Chroniques

L’Aïd, une belle occasion de communiquer notre joie…

© D.R

Un jour, une année, 12 mois, avant que ce rendez-vous joyeux, chaleureux et généreux nous revienne. Un jour pour faire de cette émotion capitale la reine des logis. Une émotion qui a le pouvoir de décupler notre énergie. Une puissante source d’amour, qui renforce les liens, et qui inspire au pardon, à la gratitude et à la bienveillance.

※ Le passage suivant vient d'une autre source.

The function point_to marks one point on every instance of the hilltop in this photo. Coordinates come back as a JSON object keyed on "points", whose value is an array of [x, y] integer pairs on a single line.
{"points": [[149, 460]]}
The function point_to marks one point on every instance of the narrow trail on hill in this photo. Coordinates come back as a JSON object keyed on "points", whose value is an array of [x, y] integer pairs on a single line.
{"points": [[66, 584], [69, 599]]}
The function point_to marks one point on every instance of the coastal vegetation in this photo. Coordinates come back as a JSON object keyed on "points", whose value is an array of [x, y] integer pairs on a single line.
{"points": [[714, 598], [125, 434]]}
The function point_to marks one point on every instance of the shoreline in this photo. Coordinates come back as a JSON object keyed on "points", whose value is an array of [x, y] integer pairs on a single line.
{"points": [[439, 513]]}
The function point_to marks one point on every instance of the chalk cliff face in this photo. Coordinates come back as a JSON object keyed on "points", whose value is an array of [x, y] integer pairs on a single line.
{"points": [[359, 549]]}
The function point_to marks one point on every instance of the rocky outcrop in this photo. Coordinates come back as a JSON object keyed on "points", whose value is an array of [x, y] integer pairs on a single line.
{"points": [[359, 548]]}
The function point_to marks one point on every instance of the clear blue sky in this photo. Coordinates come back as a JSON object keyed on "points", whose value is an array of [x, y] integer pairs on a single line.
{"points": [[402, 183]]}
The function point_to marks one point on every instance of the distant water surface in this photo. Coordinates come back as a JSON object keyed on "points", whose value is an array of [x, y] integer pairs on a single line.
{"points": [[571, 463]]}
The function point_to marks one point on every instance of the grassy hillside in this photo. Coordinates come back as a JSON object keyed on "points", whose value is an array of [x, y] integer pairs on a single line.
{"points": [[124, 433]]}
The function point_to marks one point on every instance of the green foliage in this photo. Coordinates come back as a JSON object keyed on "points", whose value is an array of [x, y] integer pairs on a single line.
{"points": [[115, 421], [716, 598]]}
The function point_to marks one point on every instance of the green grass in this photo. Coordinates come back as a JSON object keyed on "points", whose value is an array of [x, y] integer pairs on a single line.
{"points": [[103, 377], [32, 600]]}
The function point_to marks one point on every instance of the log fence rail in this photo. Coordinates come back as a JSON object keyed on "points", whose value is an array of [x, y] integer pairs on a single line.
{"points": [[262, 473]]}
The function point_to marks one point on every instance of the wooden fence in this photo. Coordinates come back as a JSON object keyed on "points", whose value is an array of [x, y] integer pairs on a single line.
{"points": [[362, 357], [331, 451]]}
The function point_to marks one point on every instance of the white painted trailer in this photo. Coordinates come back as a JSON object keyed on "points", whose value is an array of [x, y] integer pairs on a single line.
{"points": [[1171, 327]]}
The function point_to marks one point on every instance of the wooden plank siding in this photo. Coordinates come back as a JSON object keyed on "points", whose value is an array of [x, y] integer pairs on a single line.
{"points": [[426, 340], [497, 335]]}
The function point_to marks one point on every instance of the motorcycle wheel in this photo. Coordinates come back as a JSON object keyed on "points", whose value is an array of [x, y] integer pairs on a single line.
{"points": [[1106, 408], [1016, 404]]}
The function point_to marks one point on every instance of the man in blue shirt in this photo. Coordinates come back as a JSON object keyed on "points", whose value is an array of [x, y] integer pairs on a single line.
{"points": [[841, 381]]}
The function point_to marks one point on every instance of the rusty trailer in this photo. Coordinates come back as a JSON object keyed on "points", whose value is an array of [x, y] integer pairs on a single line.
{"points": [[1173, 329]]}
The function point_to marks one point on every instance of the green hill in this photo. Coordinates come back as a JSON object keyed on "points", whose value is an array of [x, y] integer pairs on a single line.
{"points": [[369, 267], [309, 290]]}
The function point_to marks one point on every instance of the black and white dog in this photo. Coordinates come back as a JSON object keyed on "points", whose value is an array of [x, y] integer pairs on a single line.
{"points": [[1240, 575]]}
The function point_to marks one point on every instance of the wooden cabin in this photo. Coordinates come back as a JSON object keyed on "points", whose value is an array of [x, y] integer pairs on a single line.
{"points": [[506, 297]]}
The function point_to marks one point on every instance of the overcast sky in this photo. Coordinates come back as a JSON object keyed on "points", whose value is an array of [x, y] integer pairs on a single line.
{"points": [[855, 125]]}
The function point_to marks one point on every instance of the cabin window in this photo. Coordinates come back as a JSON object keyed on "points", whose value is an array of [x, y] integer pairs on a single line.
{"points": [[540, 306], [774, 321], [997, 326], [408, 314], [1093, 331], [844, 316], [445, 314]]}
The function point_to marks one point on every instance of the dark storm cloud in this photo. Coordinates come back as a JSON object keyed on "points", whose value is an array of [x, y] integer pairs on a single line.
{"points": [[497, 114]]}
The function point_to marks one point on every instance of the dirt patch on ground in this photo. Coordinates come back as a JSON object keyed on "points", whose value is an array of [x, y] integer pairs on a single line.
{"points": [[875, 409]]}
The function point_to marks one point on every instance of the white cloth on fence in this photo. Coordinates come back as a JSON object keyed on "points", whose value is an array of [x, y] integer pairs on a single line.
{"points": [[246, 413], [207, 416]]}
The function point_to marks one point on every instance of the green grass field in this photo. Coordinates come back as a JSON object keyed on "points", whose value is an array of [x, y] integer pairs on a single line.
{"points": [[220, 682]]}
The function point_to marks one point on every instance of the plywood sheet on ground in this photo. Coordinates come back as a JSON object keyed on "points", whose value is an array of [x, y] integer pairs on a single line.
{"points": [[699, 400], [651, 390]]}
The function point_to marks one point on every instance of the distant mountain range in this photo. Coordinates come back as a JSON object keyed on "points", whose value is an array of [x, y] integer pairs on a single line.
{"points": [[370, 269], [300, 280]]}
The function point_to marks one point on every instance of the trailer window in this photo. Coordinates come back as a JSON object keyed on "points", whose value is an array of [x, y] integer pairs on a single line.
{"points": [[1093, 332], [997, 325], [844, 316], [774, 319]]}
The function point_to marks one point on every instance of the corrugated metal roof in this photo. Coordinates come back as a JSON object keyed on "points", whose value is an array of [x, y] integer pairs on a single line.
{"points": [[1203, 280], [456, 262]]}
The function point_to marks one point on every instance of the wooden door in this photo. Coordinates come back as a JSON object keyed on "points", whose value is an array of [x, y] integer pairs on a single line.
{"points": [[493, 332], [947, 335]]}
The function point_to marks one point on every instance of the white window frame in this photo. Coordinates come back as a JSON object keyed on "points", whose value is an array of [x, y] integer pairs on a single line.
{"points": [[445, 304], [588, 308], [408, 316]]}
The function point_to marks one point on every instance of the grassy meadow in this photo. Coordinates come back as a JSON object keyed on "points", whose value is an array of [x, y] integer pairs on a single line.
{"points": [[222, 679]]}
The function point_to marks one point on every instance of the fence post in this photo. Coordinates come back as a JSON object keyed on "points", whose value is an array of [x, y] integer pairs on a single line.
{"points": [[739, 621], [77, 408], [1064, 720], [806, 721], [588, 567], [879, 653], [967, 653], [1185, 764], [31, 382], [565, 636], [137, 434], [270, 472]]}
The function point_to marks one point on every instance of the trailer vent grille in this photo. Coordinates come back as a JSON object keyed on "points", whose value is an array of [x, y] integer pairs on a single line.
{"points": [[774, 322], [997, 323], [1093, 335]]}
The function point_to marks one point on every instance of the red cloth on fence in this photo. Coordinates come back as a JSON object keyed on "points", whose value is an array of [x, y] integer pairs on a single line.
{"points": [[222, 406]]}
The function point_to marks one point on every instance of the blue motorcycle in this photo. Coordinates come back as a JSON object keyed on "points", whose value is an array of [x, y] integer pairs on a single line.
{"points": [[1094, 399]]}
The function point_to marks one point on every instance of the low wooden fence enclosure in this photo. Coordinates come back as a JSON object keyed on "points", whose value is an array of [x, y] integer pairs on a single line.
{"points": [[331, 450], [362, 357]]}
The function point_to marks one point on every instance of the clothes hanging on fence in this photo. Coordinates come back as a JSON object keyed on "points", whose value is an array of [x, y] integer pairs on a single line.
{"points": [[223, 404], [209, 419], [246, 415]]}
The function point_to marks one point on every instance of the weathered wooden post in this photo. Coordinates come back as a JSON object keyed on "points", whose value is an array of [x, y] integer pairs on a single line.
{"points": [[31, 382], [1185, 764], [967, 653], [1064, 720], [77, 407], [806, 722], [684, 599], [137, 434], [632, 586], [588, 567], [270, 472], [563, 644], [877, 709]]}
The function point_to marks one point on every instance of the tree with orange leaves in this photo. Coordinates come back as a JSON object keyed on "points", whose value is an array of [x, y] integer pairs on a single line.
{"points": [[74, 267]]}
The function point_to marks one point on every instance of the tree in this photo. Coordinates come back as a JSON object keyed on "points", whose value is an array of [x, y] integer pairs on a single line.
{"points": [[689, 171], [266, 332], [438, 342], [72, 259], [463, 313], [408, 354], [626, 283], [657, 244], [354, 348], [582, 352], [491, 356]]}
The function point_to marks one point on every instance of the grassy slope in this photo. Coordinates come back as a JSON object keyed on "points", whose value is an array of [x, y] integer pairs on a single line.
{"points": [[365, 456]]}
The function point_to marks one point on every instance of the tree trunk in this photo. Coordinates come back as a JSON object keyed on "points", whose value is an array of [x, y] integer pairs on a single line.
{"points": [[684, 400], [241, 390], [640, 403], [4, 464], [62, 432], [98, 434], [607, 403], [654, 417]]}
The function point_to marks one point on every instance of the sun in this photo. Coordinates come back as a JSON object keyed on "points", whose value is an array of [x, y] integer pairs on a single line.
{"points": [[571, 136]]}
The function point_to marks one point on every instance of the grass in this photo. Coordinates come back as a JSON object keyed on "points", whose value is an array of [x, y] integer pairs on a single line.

Qu’espérer de mieux qu’un jour de «Aïd» pour communiquer sa joie…
Que souhaiter de meilleur qu’un jour de «Aïd» pour exprimer cette joie…
Que vouloir de plus que notre joie et ce jour de fête se croisent pour convoler ensemble…
Convoler, quel joli verbe ! N’est-ce pas ! Un verbe empli de légèreté, de poésie, de liberté et de hauteur…
Ensemble, quel joli autre mot ! N’est-ce pas ! Un mot rempli de promesses, d’espoirs, de projections et de réalisations…
Fête, quelle joyeuse locution ! Deux syllabes et seulement deux, qui en disent long et en font beaucoup !
Joie, que dire de toi, chère joie ! Une unique syllabe et que de moments inoubliables grâce à toi et à ta générosité.
Tous ces mots associés et unis n’en deviennent que plus puissants et plus grandissants.
À nous, acteurs chanceux de cette opportunité tant attendue d’être à la hauteur de ses vertus.
À nous, fortunés participant à ce jour tant attendu et tant espéré, de mériter sa venue.
À nous destinés convives de cette célébration tant observée de bien accueillir son retour.
Nous sommes là, et encore là, alors profitons-en !
En profiter comment ?!
Il y a tant de belles et bonnes choses ce jour-là, qui pourrait ne pas en profiter ? La question ne se pose guère. Le conseil peut même sembler inutile.
Tant de clémentes choses et tant de grandes préparations pour nous mener à cette date.
Tout est beau ! Tout est unions et réunions ! Tout est famille ! Tout est amis ! Tout est vie !
Enfin, ça dépend de quel côté on se trouve et on se retrouve ! Ce «tout» pourrait être comme je l’ai décrit, mais pas tous le seront !
Certains certainement plus que d’autres et d’autres certainement moins que d’autres.
Et c’est là où notre joie, notre joie des fêtes, notre joie des célébrations, notre joie des retrouvailles, note joie des Aïd, devra prendre son rôle principal par les cornes, les cornes de gazelles cette fois-ci, et remplir nos cœurs, nos âmes à tous, et surtout à ceux qui en manquent, car lorsqu’on en manque, ce jour-là on en manque un peu plus…
Et surtout parce qu’il y en a assez chez certains parmi nous de joie, pour en donner à ces autres qui en ont besoin…
Et surtout parce que la joie se partage, s’échange, s’offre, se répand… Elle ne se conserve pas, ne s’économise pas, ne s’épargne pas et ne se dissimule pas, surtout pas ce jour-là où tout et tous sont présents pour elle… Sinon, elle ne serait plus joie !
Un jour, une année, 12 mois, avant que ce rendez-vous joyeux, chaleureux et généreux nous revienne.
Un jour pour faire de cette émotion capitale la reine des logis. Une émotion qui a le pouvoir de décupler notre énergie.
Une puissante source d’amour, qui renforce les liens, et qui inspire au pardon, à la gratitude et à la bienveillance. Un sentiment communicatif qui nous stimule positivement nous et notre entourage. L’essence même d’une communication efficace et interactive qui nous fait nous sentir appréciés, utiles, compétents, beaux, intelligents et heureux.
Pour célébrer l’Aïd, munissons-nous de ce magnanime cadeau à effets multiples et aux actions variées. Bien plus qu’un «deux en un» ! C’est une innombrable quantité de «deux en un», de bienfaits et de fonctions.
Pouvoir célébrer la joie de vivre, celle d’être en vie, et celle d’assister à la vie, un jour de «Aïd», quoi de plus vivant !
L’occasion de mieux communiquer la joie et de mieux la vivre…
Et comme les gens joyeux sont heureux et que les gens heureux vivent plus longtemps, cette option est donc une merveilleuse garantie d’en vivre plein d’autres de «Aïd».